We had almost lost the game tonight. Coach yelled—mainly at me—because we were fucking up passes left and right. He pulled me aside after the locker room was empty, everyone already on their way to Eric’s parents’ cabin for the party.

“Where the hell was your head at tonight, Christian?” His red-rimmed eyes were laced with anger and disappointment. He rubbed the scruff on his face. “You’re lucky the scouts weren’t here tonight. You’ve got scholarships to think about. What the hell was that?”

I knew what it was. My chest grew tight. My shoulders tensed. I wanted to throw my Nikes on and go for a three-mile run in the cool October air so I could clear my head, stop thinking about Hayley, and chill the hell out.

All day I watched her. I couldn’t stop myself. I saw her wince during lunch. I watched as she and her friend talked with their heads jammed together like they were sharing secrets. There were big bags underneath her eyes. Something was off with her, and this weird, fucked-up part of me couldn’t think straight until I knew what.
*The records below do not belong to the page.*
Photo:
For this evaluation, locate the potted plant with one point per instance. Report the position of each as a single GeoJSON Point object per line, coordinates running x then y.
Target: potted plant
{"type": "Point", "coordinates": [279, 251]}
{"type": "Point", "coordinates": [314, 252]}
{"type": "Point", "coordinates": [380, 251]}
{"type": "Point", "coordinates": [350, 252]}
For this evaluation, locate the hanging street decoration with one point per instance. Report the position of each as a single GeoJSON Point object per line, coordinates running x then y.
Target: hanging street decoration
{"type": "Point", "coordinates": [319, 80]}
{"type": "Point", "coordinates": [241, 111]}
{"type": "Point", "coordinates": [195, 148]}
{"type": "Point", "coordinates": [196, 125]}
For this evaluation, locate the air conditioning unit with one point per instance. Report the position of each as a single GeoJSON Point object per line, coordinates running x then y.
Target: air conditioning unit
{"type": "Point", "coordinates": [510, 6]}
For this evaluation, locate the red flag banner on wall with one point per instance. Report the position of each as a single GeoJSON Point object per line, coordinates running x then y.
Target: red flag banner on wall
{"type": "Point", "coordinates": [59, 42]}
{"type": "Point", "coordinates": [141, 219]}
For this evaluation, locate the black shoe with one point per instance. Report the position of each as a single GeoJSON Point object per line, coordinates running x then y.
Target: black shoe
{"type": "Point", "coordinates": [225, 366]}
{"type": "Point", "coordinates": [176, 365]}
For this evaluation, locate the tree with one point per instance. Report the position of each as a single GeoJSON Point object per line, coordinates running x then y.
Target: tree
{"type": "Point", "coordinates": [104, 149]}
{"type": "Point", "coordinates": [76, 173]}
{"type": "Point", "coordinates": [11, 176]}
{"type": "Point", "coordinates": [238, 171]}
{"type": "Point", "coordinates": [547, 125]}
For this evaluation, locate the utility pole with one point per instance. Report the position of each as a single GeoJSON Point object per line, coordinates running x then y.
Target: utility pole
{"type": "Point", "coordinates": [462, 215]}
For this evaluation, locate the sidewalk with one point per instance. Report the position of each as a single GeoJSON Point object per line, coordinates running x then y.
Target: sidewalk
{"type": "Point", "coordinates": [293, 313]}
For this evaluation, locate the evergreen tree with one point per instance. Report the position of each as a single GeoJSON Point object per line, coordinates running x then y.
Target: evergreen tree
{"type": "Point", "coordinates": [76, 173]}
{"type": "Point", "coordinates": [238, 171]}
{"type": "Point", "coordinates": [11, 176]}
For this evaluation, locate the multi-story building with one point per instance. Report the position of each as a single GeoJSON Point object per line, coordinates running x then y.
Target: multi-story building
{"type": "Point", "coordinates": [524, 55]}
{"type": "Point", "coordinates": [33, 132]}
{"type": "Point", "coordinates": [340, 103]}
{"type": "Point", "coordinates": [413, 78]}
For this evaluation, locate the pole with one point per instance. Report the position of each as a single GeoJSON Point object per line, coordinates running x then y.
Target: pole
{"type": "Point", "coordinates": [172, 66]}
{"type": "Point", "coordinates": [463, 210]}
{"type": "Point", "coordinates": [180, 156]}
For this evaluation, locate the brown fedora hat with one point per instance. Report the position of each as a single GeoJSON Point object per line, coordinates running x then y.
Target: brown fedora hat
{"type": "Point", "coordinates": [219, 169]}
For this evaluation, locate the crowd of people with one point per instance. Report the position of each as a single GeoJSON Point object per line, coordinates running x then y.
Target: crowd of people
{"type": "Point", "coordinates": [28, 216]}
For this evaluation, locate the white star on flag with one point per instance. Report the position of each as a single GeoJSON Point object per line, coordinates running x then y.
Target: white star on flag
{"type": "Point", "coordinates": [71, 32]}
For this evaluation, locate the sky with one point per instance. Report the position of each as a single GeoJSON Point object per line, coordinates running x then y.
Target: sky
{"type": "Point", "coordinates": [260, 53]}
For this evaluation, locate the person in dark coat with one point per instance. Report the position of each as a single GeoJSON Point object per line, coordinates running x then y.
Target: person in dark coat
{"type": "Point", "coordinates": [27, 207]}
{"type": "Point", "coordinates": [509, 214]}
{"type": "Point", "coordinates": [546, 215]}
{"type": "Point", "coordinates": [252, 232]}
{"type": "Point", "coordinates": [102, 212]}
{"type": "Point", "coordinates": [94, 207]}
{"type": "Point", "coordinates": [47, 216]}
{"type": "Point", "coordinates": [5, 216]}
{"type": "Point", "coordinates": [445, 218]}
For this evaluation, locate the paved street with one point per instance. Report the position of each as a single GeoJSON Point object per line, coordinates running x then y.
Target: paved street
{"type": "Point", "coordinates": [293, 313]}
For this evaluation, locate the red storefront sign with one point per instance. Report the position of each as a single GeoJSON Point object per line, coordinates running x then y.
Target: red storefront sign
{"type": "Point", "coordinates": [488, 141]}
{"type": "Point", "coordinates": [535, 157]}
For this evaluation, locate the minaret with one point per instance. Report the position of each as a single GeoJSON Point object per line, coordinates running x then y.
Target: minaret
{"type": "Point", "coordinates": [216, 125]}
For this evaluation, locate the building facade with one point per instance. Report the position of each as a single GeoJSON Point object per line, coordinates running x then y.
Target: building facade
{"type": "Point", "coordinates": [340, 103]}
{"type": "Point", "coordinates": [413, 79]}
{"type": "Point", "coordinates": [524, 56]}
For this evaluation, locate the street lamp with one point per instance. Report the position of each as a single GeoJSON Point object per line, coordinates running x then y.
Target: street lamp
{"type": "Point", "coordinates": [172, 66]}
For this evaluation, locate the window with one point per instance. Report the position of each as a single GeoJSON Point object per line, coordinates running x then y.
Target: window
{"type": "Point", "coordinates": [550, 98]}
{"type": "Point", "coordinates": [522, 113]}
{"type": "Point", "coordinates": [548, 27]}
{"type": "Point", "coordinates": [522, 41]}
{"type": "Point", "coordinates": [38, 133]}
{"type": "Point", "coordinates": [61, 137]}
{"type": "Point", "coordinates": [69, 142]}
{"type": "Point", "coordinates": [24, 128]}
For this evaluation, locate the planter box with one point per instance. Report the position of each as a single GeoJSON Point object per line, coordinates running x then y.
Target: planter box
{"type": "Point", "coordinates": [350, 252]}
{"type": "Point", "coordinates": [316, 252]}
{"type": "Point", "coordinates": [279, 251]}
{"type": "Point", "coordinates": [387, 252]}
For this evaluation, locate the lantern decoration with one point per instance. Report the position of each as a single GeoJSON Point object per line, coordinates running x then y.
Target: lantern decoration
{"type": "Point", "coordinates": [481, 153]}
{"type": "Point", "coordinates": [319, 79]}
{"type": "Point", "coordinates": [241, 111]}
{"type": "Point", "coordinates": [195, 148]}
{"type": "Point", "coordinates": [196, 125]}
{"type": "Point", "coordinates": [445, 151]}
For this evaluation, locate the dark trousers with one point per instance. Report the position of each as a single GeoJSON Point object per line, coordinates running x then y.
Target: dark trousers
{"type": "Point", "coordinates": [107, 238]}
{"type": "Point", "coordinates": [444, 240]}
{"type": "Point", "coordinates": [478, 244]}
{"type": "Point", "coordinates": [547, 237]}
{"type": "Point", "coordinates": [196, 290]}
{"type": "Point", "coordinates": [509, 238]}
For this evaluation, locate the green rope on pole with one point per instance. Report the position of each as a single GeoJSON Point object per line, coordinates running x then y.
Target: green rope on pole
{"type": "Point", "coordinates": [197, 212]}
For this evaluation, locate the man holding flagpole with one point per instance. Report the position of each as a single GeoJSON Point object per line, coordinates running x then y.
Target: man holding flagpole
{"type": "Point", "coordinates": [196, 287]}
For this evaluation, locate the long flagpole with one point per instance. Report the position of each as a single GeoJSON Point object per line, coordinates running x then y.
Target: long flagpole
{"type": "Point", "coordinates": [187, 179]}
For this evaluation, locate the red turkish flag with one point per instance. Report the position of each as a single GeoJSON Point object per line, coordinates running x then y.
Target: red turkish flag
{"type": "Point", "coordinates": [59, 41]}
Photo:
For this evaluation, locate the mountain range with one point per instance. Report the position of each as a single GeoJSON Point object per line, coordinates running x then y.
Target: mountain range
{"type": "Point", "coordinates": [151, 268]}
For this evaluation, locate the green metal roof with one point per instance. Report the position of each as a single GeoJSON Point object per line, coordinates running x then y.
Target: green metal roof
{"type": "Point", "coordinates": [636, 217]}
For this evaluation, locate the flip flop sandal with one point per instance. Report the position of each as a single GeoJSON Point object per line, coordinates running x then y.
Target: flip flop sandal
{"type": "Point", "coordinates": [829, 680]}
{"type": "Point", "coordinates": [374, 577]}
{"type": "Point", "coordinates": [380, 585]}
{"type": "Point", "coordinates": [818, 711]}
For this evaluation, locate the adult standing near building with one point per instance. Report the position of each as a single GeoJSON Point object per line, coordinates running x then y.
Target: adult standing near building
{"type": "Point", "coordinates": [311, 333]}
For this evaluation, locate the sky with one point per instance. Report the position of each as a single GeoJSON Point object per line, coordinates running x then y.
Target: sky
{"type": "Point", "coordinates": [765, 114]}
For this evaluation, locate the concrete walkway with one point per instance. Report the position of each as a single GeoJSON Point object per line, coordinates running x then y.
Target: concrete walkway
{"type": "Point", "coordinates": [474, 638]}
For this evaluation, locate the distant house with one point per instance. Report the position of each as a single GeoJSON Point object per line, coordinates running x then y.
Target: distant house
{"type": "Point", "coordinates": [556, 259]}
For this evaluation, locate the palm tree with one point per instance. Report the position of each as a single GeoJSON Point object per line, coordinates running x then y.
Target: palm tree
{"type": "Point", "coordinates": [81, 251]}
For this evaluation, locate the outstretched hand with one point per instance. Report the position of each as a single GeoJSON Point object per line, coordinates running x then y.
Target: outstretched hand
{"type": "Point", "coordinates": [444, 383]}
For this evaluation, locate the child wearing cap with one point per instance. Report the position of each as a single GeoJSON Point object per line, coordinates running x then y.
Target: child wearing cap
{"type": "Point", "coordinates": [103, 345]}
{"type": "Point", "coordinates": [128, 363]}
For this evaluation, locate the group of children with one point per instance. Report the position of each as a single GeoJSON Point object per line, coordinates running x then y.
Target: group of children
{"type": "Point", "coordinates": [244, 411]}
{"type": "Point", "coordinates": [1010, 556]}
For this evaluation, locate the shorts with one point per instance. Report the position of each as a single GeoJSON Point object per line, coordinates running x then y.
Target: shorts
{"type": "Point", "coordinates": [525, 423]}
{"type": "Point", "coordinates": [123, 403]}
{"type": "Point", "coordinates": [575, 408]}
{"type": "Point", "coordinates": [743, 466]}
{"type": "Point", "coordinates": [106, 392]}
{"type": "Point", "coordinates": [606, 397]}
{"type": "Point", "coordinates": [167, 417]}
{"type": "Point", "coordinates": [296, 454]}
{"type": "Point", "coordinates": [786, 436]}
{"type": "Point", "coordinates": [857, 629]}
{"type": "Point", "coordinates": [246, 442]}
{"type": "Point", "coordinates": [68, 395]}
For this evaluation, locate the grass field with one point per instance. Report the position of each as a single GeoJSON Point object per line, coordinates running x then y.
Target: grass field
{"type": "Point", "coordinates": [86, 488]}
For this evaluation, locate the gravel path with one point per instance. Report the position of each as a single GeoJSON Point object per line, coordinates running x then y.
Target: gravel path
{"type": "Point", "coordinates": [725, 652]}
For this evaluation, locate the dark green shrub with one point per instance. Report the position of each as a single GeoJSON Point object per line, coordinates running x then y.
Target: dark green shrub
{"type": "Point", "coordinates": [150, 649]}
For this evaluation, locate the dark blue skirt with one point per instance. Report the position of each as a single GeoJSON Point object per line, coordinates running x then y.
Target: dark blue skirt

I had no idea why. Maybe it was because I felt like Hayley was out of my control. She stirred something up inside of me, and it drove me mad. Or maybe it was because there was a time when I would have done anything to protect the girl that made me feel alive.

Coach barked at me again, and I cleared my thoughts. I said the first thing that came to mind. “My dad was supposed to show tonight, but he ditched at the last minute. Had to catch an earlier flight. That’s why I was playing like shit. My head was preoccupied. It won’t happen again.”